Nach der Rechtsprechung des Senats (vgl. Urteil vom 16. Oktober 1992 VI R 132/88, BFHE 170, 484, BStBl II 1993, 610, 611, m. w. N.) können auch ohne Arbeitsplatzwechsel oder sonstige berufliche Veränderungen beruflich veranlaßte Umzugskosten und nicht Kosten der Lebensführung i. S. des § 12 Nr. 1 EStG gegeben sein, wenn sich die Fahrzeiten zwischen Wohnung und Arbeitsstätte und zurück regelmäßig arbeitstäglich um insgesamt mindestens eine Stunde verkürzen. In dem Urteil in BFHE 170, 484, BStBl II 1993, 610 hat der Senat die Frage dahingestellt gelassen, ob bei beiderseits berufstätigen Ehegatten die sich jeweils ergebenden Fahrzeitersparnisse zusammengerechnet werden dürfen. Die Frage ist dahin zu beantworten, daß entgegen der Auffassung der Vorinstanz bei einem Umzug verheirateter Arbeitnehmer die jeweiligen Fahrzeitersparnisse der Ehegatten nicht zusammenzurechnen sind.

Die Frage, ob ein Aufwand - wie regelmäßig die Kosten für den Wechsel einer Wohnung - zu den Aufwendungen für die Lebensführung i. S. des § 12 Nr. 1 EStG gehört oder i. S. des § 9 Abs. 1 Satz 1 EStG nahezu ausschließlich beruflich veranlaßt ist, ist für jeden Arbeitnehmer getrennt zu entscheiden. Dies gilt auch für zusammenveranlagte Ehegatten. Auch bei ihnen sind zunächst die Einkünfte i. S. des § 2 Abs. 2 EStG zu ermitteln, die sie jeweils erzielt haben, und erst danach erfolgt eine Zusammenrechnung (vgl. §§ 26, 26 b EStG). Für die Einkünfte aus nichtselbständiger Arbeit (§ 19 Abs. 1 Nr. 1 EStG) gelten insoweit auch keine Besonderheiten. So steht der Arbeitnehmer-Pauschbetrag von 2.000 DM nur dem Ehegatten zu, der Einkünfte aus nichtselbständiger Arbeit erzielt (vgl. § 9 a Satz 1 Nr. 1 EStG). Die Regelung, daß sich bei Ehegatten, die nach §§ 26, 26 b EStG veranlagt werden, der Pauschbetrag auf das Doppelte erhöht, gilt nur bei den Einkünften aus Kapitalvermögen (§ 9 a Satz 1 Nr. 2 EStG).
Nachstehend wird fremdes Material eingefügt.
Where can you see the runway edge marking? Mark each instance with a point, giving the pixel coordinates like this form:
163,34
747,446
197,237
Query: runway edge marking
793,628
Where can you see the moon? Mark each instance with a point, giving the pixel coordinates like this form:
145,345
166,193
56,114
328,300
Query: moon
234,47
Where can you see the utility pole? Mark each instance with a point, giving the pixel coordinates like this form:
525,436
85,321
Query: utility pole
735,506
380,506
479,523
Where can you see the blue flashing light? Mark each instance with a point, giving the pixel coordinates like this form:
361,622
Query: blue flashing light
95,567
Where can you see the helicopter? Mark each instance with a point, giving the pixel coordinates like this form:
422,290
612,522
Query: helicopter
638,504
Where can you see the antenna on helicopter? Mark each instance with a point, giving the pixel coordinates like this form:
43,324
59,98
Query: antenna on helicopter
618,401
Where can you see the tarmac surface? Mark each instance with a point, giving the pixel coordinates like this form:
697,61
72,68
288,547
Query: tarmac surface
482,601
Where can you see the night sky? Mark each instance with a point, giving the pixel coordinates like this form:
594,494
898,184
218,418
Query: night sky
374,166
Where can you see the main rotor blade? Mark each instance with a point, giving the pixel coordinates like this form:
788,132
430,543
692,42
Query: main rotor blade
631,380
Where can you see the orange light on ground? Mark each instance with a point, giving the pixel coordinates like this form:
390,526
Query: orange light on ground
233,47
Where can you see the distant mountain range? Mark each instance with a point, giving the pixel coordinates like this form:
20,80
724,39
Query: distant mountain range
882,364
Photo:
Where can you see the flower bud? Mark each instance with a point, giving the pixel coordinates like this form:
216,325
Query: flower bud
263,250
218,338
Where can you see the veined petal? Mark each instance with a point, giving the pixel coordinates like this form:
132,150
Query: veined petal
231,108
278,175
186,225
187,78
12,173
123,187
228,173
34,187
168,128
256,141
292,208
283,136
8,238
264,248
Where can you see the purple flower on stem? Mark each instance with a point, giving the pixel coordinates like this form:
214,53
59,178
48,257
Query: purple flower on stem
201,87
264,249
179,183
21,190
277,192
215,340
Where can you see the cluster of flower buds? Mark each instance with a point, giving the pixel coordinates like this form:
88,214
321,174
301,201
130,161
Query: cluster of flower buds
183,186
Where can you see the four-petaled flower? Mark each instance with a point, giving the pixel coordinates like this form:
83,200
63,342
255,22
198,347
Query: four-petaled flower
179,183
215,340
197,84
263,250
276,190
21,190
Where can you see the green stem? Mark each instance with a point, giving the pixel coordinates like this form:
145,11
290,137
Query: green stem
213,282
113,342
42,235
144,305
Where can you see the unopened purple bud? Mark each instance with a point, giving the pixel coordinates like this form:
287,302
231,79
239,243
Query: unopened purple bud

Sind bei der Abgrenzung der Aufwendungen für die Lebensführung i. S. des § 12 Nr. 1 EStG zu den Erwerbsaufwendungen die Indizien, die bei dem einzelnen Ehegatten für eine nahezu ausschließlich berufliche Veranlassung eines Aufwands sprechen, nicht ausreichend, so ist keine Gesamtwürdigung in der Weise vorzunehmen, daß den Ehegatten wechselseitig die jeweils in der Person des anderen Ehegatten vorliegenden und dort ebenfalls nicht ausreichenden Gründe für eine berufliche Veranlassung in der Weise zuzurechnen sind, daß die Gründe in ihrer Summe als ausreichend gewertet werden können. Dementsprechend vermag der Senat die Auffassung der Vorinstanz, bei der Entscheidung über das Vorliegen einer nahezu ausschließlich beruflichen Veranlassung seien das Indiz der Fahrzeitersparnis von einer Stunde bei einem Arbeitnehmer und das Indiz der Fahrzeitersparnis von jeweils einer halben Stunde bei zwei Arbeitnehmern gleichgewichtig, nicht zu teilen.

Die Vorentscheidung ist von anderen Voraussetzungen ausgegangen und deshalb aufzuheben. Die Sache ist spruchreif. Die Klage ist abzuweisen. Die Kläger haben nicht geltend gemacht, daß die arbeitstägliche Fahrzeitersparnis bei einem von ihnen regelmäßig arbeitstäglich mindestens eine Stunde beträgt.